Although environmental protection and sustainable development may not have been given sufficient attention in the past, now is the opportunity to address these issues. The new Libyan authorities are already showing commitment to change. In October 2011 an international Forum for Libyan Experts was convened in the eastern city of Darna, drawing attention to the many challenges Libya is facing.
UNICEF welcomes the commitment of the Ministry of Education to mark World Environment Day by increasing children’s active participation on environmental issues through this symbolic but important tree-planting activity.
“There is a strong link between children’s rights, increased risks for disasters and natural hazards as a result of environmental degradation” said de Rooy. “It is a positive sign that the transitional authorities are already taking this seriously, and I would like to congratulate the Ministry of Education for taking the initiative to organize this symbolic event today.”
In May 2011 UNICEF and partners launched the Children’s Charter for Disaster Risk Reduction (DRR) as a result of consultations with more than 600 children in 21 countries. In the Charter, which is a response to climate change, children pledge their governments to prioritize the rights of children during and after natural disasters, to ensure that children continue to have access to education; that child protection remains a priority; that community infrastructure must be safe, and; that disaster risk reduction must also reach the most vulnerable.

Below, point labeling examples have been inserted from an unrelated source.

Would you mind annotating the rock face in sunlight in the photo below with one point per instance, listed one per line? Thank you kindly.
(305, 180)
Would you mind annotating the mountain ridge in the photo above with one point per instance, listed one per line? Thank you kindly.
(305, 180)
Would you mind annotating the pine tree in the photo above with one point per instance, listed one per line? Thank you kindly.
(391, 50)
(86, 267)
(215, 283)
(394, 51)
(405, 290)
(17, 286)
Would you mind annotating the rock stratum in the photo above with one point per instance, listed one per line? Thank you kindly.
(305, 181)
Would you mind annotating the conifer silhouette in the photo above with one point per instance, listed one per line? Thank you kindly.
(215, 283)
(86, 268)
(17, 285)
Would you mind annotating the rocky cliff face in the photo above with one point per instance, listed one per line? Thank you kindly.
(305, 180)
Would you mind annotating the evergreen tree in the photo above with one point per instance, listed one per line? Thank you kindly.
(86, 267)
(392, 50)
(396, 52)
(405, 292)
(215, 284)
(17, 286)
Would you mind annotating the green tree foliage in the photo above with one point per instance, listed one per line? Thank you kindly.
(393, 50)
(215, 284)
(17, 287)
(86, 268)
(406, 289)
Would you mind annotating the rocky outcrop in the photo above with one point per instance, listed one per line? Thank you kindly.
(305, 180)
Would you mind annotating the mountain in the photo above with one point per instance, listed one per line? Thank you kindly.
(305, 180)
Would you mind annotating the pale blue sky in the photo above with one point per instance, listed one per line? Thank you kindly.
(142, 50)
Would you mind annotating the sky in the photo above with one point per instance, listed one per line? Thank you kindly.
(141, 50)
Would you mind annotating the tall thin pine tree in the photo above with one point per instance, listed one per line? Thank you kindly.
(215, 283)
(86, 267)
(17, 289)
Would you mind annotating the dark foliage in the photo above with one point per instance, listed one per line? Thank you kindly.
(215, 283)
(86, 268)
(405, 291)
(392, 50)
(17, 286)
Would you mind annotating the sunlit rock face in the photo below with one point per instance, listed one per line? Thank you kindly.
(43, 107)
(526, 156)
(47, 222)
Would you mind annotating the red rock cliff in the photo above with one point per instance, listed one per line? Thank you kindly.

UNICEF, with assistance from the EU, the Australian, Polish, Russian, and Swedish Governments, as well as other donors, will continue to support the Ministry of Education in its efforts to build an inclusive, child friendly, equitable, as well as eco-friendly education system in Libya, and increased awareness around environmental issues will be one important component.
“In Libya, every day should be environment day. We will explore with the Ministry of Education the possibility of replicating such events throughout schools in Libya on a regular basis. Only then can children’s awareness be sustainably increased and an environmentally sustainable society be built for the future,” said de Rooy.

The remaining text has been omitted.